Abuarqob Sewar, Kania Brooke, Ghrewati Moutaz, Bondili Leena, Kumar Vinod, Maroules Michael
Departments of Hematology/Oncology and Internal Medicine, St. Joseph's University Medical Center, 703 Main St, Paterson, NJ 07503, USA.
Radiol Case Rep. 2022 Sep 17;17(11):4388-4391. doi: 10.1016/j.radcr.2022.08.037. eCollection 2022 Nov.

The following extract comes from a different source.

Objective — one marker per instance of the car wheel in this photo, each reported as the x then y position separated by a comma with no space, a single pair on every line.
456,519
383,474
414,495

An osteolytic lesion on imaging can be considered malignancy until proven otherwise. However, advanced stages of gout have presented with sclerotic rims and lytic lesions thought to be due to overexpression of osteoclasts. Patients have been found to demonstrate osteolytic lesions in patellar regions, which are common locations for gout to manifest; however, to our knowledge, no other cases of osteolytic gout in the acromioclavicular joint have been reported at this time. We report a rare case of a 56-year-old male who presented with acute-on-chronic left upper extremity pain and was found to have an osteolytic lesion of the shoulder on imaging. This lesion was later biopsied and found to be histologically consistent with gout. This case report aims to elucidate further understanding of the various ways that gout can present, to diagnose and treat these patients more effectively.
影像学上的溶骨性病变在未得到其他证明之前可被视为恶性病变。然而,痛风晚期出现了硬化边缘和溶骨性病变,认为这是由于破骨细胞过度表达所致。已发现患者在髌区出现溶骨性病变,这是痛风常见的表现部位;然而,据我们所知,目前尚无其他肩锁关节溶骨性痛风的病例报道。我们报告一例罕见病例,一名56岁男性,表现为慢性左上肢急性疼痛,影像学检查发现肩部有溶骨性病变。该病变后来经活检,组织学检查结果与痛风相符。本病例报告旨在进一步阐明对痛风各种表现方式的理解,以便更有效地诊断和治疗这些患者。